If the pattern holds true for Boston, successfully implementing bike share in the city could cause a small to negligible decrease in car traffic, a significant spike in bike traffic, and changes in how people use the T. The population of urban riders could also change with an influx of new and occasional cyclists. Secondary effects –- such as an increase in bike trips taken on privately owned bikes, or an increase in demand for bicycle infrastructure –- could also be significant. Freedman argues these changes will be “transformative” for Boston.

“I do see it as a game changer,” agreed Holben, citing the greater number of bikes on the road and the visual impact of CaBi’s bright red bikes. “I think cars see them more because they’re unique… Once the spring season hits they’re going to be everywhere.”

“The mayor wouldn’t pursue bike share if he wasn’t confident it could be a tremendous success,” said Freedman.

But what obstacles will the program face, and can it work here? The experts I talked to agreed with the NICHES commission: “A minimum standard of bicycle infrastructure for safe and convenient cycling” is a necessary precondition to bike share.

“We have enough to start,” said Steve Miller, co-founder of Boston’s Hub on Wheels and director of the Healthy Weight Initiative at the Harvard School of Public Health. “If done well, bike share will put a lot more people on bikes, and that alone changes the politics and the culture of the city.” Miller also emphasized that the city will have to continue its commitment to improving infrastructure.

Helmets also pose a tricky obstacle for bike share programs. They are not quite feasible to rent with the bikes because of size differences and other intricacies, and requiring them can keep users away, as is the case in Melbourne Australia’s less than successful bike share scheme which is now projected to cost that city millions for subsidized helmets.

“It’s a concern that we have,” said Holben. CaBi has tried to address this challenge through education and working with local shops to offer users a discount on helmets. This strategy seems to be working. “We haven’t had a lot of blowback on it.”
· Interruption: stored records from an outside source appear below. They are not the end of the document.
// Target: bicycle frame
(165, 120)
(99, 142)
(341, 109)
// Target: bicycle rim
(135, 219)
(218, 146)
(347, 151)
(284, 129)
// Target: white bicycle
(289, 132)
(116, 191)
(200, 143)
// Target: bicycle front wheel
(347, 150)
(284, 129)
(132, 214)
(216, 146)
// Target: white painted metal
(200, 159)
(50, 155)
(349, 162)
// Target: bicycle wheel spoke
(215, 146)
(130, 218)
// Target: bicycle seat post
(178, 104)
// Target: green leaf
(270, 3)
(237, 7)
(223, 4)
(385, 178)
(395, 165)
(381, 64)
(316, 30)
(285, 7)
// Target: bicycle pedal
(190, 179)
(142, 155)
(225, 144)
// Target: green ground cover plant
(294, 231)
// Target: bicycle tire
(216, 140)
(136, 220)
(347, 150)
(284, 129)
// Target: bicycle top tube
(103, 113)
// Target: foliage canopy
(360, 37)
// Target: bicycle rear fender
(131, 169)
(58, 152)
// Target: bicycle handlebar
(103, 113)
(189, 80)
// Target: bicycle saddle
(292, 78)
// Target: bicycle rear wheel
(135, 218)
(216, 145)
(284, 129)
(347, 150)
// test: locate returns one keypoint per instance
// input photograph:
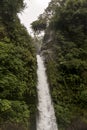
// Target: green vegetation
(65, 50)
(17, 68)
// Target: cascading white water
(46, 119)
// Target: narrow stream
(46, 119)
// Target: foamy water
(46, 119)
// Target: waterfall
(46, 119)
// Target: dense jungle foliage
(17, 69)
(65, 50)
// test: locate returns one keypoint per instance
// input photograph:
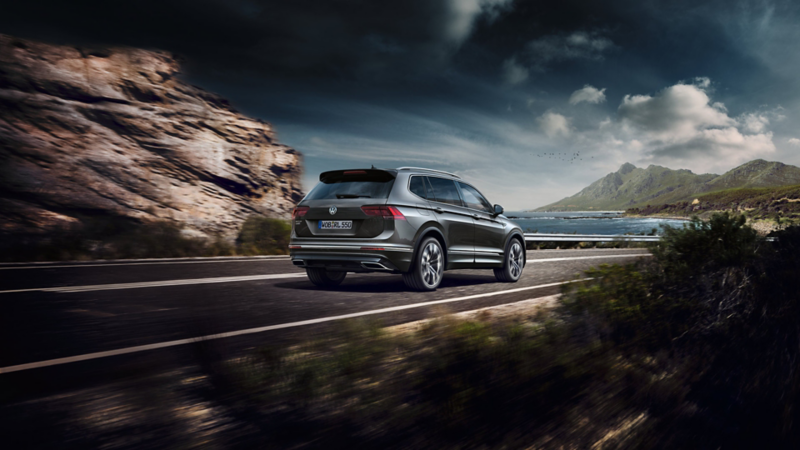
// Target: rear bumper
(353, 256)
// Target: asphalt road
(64, 310)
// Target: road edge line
(175, 343)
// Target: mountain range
(631, 186)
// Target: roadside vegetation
(695, 348)
(775, 204)
(115, 239)
(698, 348)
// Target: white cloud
(554, 124)
(754, 123)
(588, 94)
(544, 51)
(513, 72)
(681, 127)
(464, 13)
(676, 113)
(578, 45)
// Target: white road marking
(124, 262)
(141, 348)
(192, 281)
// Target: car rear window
(419, 187)
(445, 191)
(339, 185)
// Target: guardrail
(553, 237)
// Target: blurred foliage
(701, 344)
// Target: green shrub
(723, 241)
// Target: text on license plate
(335, 224)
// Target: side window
(445, 191)
(419, 187)
(474, 199)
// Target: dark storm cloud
(326, 38)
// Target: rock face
(635, 187)
(114, 132)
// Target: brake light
(387, 212)
(299, 212)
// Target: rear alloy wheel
(513, 262)
(323, 278)
(427, 268)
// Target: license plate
(335, 224)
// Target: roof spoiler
(333, 176)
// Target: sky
(529, 100)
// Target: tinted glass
(445, 191)
(473, 199)
(420, 188)
(351, 188)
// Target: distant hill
(632, 187)
(756, 202)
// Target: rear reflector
(299, 212)
(387, 212)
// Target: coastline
(657, 216)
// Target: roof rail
(430, 170)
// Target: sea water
(588, 222)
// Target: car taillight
(299, 212)
(387, 212)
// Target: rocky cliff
(631, 187)
(114, 132)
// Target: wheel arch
(517, 234)
(426, 231)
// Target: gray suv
(411, 221)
The City of Boston is considering a wide range of solutions, from making helmets readily available at a variety of retailers close to the stands or hiring youth to offer them nearby, on up to making them a requirement for bike share riders or creating an Australian-style helmet law for all cyclists—legislation that would certainly have its share of controversy due to a handful studies that point to the negative effect on ridership resulting from similar laws. Currently Massachusetts’ mandatory helmet law applies only to riders 16 and under.

All in all hopes are running high for bike share however. The benefits Boston has as a cycling city are often listed: relatively flat, mostly compact, the weather isn’t that bad, and though the streets are narrow, their organic “cow path” layout means there are direct routes from almost any point A to any point B. By introducing rental bikes as a cheap and convenient way to get around, bike share could generate thousands of extra bike trips a year.

“It’s impressive that the city is taking this significant step,” said Miller. “They deserve our support and help.”